Diferenças com a suspensão condicional da pena (sursis)

A sursis é instituto previsto no Código Penal que difere substancialmente da transação penal. Com efeito, inicia-se a comparação com o fato de a suspensão da pena dar-se na prévia da execução da efetiva condenação do acusado. Aqui já temos um indivíduo condenado e sujeito a todos os efeitos condenatórios, mas que poderá deixar de sofrer os efeitos físicos da pena (o efetivo encarceramento) caso satisfaça a certas condições legais em um período de prova. Ao fim deste período, caso não ocorra a revogação do benefício, a pena será considerada extinta, mas os seus efeitos permanecem, diferente do que ocorre na transação penal, pois sequer há condenação ou processo findo.

Referências

LIMA, Renato Brasileiro de. Legislação criminal especial comentada.
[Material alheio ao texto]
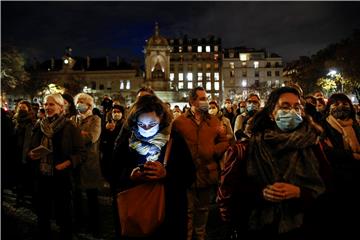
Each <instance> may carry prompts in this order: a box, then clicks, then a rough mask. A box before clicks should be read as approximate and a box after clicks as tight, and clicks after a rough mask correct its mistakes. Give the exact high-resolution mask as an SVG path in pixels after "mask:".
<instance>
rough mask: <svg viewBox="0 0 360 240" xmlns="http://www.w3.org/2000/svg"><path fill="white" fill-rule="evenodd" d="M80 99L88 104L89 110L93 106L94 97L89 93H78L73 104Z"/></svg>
mask: <svg viewBox="0 0 360 240" xmlns="http://www.w3.org/2000/svg"><path fill="white" fill-rule="evenodd" d="M80 99H81V100H83V101H84V102H85V103H86V104H87V105H89V106H90V109H91V110H92V109H93V108H94V98H93V97H92V96H90V95H89V94H87V93H78V94H77V95H76V96H75V97H74V103H75V105H76V104H77V102H78V101H79V100H80Z"/></svg>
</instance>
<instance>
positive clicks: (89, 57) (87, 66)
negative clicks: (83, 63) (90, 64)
mask: <svg viewBox="0 0 360 240" xmlns="http://www.w3.org/2000/svg"><path fill="white" fill-rule="evenodd" d="M86 68H90V56H87V57H86Z"/></svg>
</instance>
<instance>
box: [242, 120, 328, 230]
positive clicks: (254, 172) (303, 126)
mask: <svg viewBox="0 0 360 240" xmlns="http://www.w3.org/2000/svg"><path fill="white" fill-rule="evenodd" d="M317 142H318V136H317V135H316V131H315V130H314V129H312V128H311V127H310V126H309V125H308V124H306V123H304V124H303V125H302V126H301V127H300V128H299V129H297V130H295V131H293V132H282V131H280V130H277V129H267V130H265V132H263V133H258V134H256V135H254V136H253V137H252V138H251V139H250V143H249V152H248V158H247V159H248V166H247V172H248V174H249V176H250V177H252V178H254V179H256V180H257V182H258V184H259V185H260V186H261V187H262V188H264V187H265V186H266V185H268V184H273V183H275V182H286V183H291V184H294V185H296V186H300V187H302V188H307V189H310V190H312V192H313V196H314V197H317V196H318V195H320V194H321V193H322V192H324V190H325V186H324V183H323V181H322V179H321V177H320V175H319V172H318V168H319V166H318V161H317V158H316V156H315V154H314V152H313V151H312V147H313V146H315V145H316V144H317ZM276 221H278V223H279V225H278V231H279V233H283V232H288V231H290V230H293V229H295V228H298V227H300V226H301V225H302V223H303V213H302V212H301V211H294V209H293V206H291V204H289V201H286V200H285V201H282V202H280V203H266V204H263V205H262V206H261V207H258V208H257V209H254V210H253V212H252V215H251V217H250V226H252V227H253V228H254V229H261V228H263V227H264V226H265V225H268V224H274V223H275V222H276Z"/></svg>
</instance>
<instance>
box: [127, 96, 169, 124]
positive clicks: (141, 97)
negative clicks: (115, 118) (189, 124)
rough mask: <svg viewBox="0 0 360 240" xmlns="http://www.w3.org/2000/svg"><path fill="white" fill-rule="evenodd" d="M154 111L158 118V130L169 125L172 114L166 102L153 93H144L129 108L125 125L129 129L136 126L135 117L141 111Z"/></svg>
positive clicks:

Salvador: JusPodivm, 2016.

Questões

(MPEPR – Promotor Substituto – 2017) Sobre a transação penal proposta pelo Ministério Público, assinale a alternativa incorreta:

a) Não gera ao autor do fato a obrigação de indenizar.
b) Em delito de ação penal pública, seja incondicionada ou condicionada, acaso descumprida a transação, pode o Ministério Público requerer a intimação do autor do fato para apresentar justificativa.
c) A homologação do acordo civil em audiência preliminar é óbice para a proposta de transação em crime de ação penal pública, seja ela condicionada ou incondicionada.
d) Cumprida as condições da transação, decreta-se a extinção da punibilidade.
e) Tratando-se de crime de ação penal pública condicionada à representação, esta é imprescindível para que a proposta seja feita.

 

(CESPE – TJPR – Juiz Substituto – 2017): Acerca da transação penal no juizado especial, assinale a opção correta.

a) O descumprimento de transação penal homologada não impede a extinção da punibilidade pela prescrição da pretensão punitiva.
b) Haverá óbice à proposta de transação de pena restritiva de direitos quando o tipo em abstrato só comportar pena de multa.
c) A proposta de transação penal pelo MP exige o comparecimento da vítima à audiência preliminar.
d) A proposta de transação penal por carta precatória fere o princípio da oralidade.

 

(VUNESP – TJSP – Juiz Substituto – 2015): A sentença de transação penal, nos termos do artigo 76, parágrafo 5º , da Lei nº 9.099/95, tem as seguintes características:

a) tem natureza homologatória e não faz coisa julgada material.
b) tem natureza condenatória e gera eficácia de coisa julgada apenas material.
c) possui natureza condenatória e gera eficácia de coisa julgada formal e material.
d) possui natureza absolutória e não faz coisa julgada formal e material.

 

(FCC – Assembleia Legislativa do MS – Consultor de Processo Legislativo – 2016) À luz da Lei n° 9.099/95, presentes os demais requisitos legais necessários, poderá ser beneficiado com a transação penal:

a) Ricardo, que cometeu crime de sequestro e cárcere privado, com pena prevista de 1 a 3 anos de reclusão.
b) Moisés, que cometeu crime de contrabando, com pena prevista de 2 a 5 anos de reclusão.
c) Talita, que cometeu crime de estelionato, com pena prevista de 1 a 5 anos de reclusão.
d) Manoel, que cometeu crime de resistência, com pena prevista de 6 meses a 2 anos de detenção.
e) Paulo, que cometeu crime de ordenação de despesa não autorizada, com pena prevista de 1 a 4 anos de reclusão.